Полноте, оно привело меня в восторг! – воскликнул, сияя, барон и сделал шаг к Казимиру. Графиня снова удержала его.
– Я могла бы и сама поговорить с месье Казимиром, но опасаюсь быть или слишком строгой, что может показаться смешным, или же, наоборот, недостаточно строгой – а это, возможно, будет воспринято им как поощрение.
– Я все сделаю должным образом, не сомневайтесь.
– С полным основанием. Итак, будьте моим толкователем. Вот, кстати, он направляется в эту сторону. Я вас с ним оставлю.
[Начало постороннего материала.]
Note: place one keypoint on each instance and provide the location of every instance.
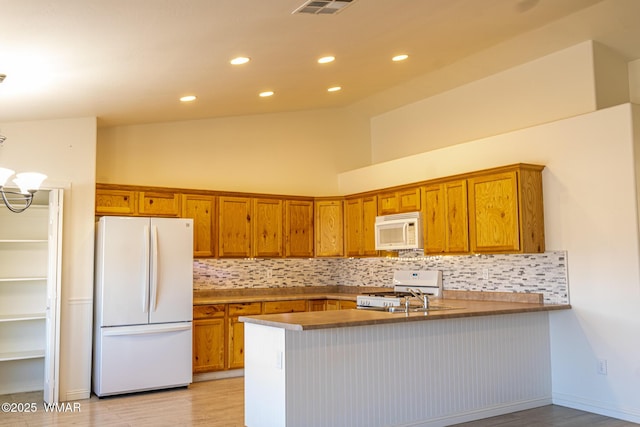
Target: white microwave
(401, 231)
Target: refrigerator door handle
(154, 267)
(145, 329)
(145, 276)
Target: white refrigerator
(143, 304)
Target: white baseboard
(74, 395)
(597, 407)
(483, 413)
(218, 375)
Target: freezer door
(138, 358)
(171, 290)
(122, 271)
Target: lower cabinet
(218, 335)
(208, 337)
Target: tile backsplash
(544, 273)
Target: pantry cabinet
(360, 218)
(329, 228)
(30, 249)
(201, 208)
(298, 231)
(506, 211)
(446, 218)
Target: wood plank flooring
(220, 403)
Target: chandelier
(27, 182)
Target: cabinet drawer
(208, 311)
(245, 309)
(159, 203)
(289, 306)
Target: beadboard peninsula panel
(432, 373)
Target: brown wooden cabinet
(234, 226)
(267, 228)
(399, 201)
(115, 202)
(360, 218)
(201, 208)
(298, 228)
(329, 228)
(506, 211)
(446, 218)
(156, 203)
(209, 338)
(235, 342)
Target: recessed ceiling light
(326, 59)
(240, 60)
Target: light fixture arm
(27, 199)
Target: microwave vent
(322, 7)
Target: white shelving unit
(24, 270)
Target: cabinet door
(298, 231)
(267, 227)
(329, 228)
(235, 344)
(201, 209)
(234, 237)
(208, 345)
(457, 222)
(115, 202)
(354, 227)
(369, 213)
(434, 219)
(158, 203)
(493, 213)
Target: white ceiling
(128, 61)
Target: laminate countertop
(457, 308)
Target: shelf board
(22, 279)
(24, 240)
(21, 355)
(22, 317)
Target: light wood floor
(220, 403)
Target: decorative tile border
(544, 273)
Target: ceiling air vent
(323, 7)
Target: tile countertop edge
(305, 321)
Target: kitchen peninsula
(372, 368)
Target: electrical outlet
(601, 368)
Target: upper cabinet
(234, 226)
(201, 208)
(506, 212)
(298, 228)
(496, 210)
(445, 220)
(115, 202)
(399, 201)
(360, 217)
(329, 228)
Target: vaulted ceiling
(129, 62)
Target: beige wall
(64, 150)
(291, 153)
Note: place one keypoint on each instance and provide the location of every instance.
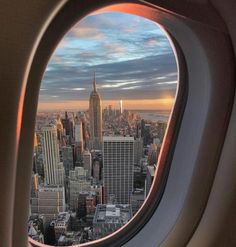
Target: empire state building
(95, 115)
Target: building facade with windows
(118, 168)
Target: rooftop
(112, 214)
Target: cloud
(131, 56)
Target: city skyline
(139, 69)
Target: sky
(131, 56)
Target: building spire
(94, 83)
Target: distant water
(153, 115)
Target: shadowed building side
(95, 115)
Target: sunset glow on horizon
(82, 105)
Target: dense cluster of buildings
(92, 171)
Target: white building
(77, 183)
(118, 168)
(87, 161)
(50, 150)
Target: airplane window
(104, 105)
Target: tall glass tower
(95, 115)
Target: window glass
(103, 109)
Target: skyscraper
(95, 115)
(118, 168)
(50, 150)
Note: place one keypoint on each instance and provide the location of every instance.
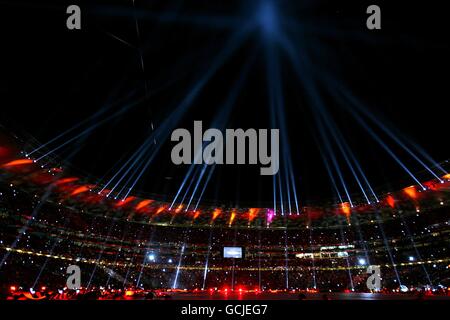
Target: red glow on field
(129, 293)
(143, 204)
(4, 152)
(65, 181)
(179, 208)
(81, 189)
(16, 163)
(121, 203)
(411, 192)
(346, 209)
(232, 217)
(197, 214)
(160, 209)
(391, 201)
(252, 214)
(216, 213)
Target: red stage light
(411, 192)
(19, 162)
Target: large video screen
(232, 252)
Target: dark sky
(52, 78)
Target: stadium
(88, 188)
(51, 219)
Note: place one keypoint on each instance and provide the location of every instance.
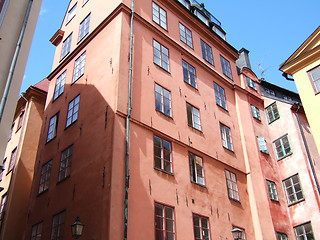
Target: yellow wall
(310, 100)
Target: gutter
(127, 170)
(314, 174)
(14, 60)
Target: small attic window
(57, 37)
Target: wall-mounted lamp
(237, 233)
(76, 228)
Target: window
(3, 209)
(193, 115)
(226, 137)
(314, 75)
(71, 13)
(3, 8)
(66, 45)
(281, 236)
(304, 232)
(163, 100)
(84, 27)
(226, 69)
(162, 154)
(160, 55)
(12, 159)
(159, 15)
(2, 168)
(282, 147)
(185, 35)
(58, 226)
(196, 169)
(164, 222)
(271, 92)
(232, 186)
(220, 96)
(262, 145)
(293, 189)
(73, 110)
(45, 176)
(206, 52)
(255, 112)
(59, 88)
(53, 127)
(252, 84)
(272, 112)
(20, 120)
(243, 236)
(11, 131)
(201, 227)
(65, 163)
(79, 67)
(189, 74)
(272, 189)
(36, 231)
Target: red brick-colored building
(148, 130)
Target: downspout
(14, 60)
(307, 148)
(127, 170)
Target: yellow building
(18, 165)
(304, 66)
(18, 20)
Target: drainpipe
(127, 173)
(307, 148)
(14, 60)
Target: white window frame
(193, 116)
(53, 127)
(163, 100)
(59, 86)
(226, 67)
(232, 186)
(272, 189)
(79, 66)
(159, 15)
(185, 35)
(220, 96)
(226, 137)
(73, 111)
(196, 169)
(161, 55)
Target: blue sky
(270, 30)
Действительно, Казимир, скучавший все больше и больше, но тем не менее удерживаемый особым очарованием в этом доме, решительно приближался к графине, намереваясь вмешаться в беседу. Но как раз в тот момент, когда он присоединился к Елене и барону, графиня отошла, сославшись на то, что ей надо отдать какое–то распоряжение, чтобы не отвечать на фразу, которую уже заготовил Казимир. Тот остался наедине с бароном. На этот раз Казимир сам имел неосторожность навлечь на себя неудачу, упорно преследовавшую его, и ему не оставалось ничего, кроме как ретироваться восвояси. Он уже приготовился это сделать, когда господин де Ливри удержал его за руку, принудив выслушать.
– Вы мне сказали, сударь, что пришли к мадам де Брионн с намерением научиться хорошим манерам, – начал барон.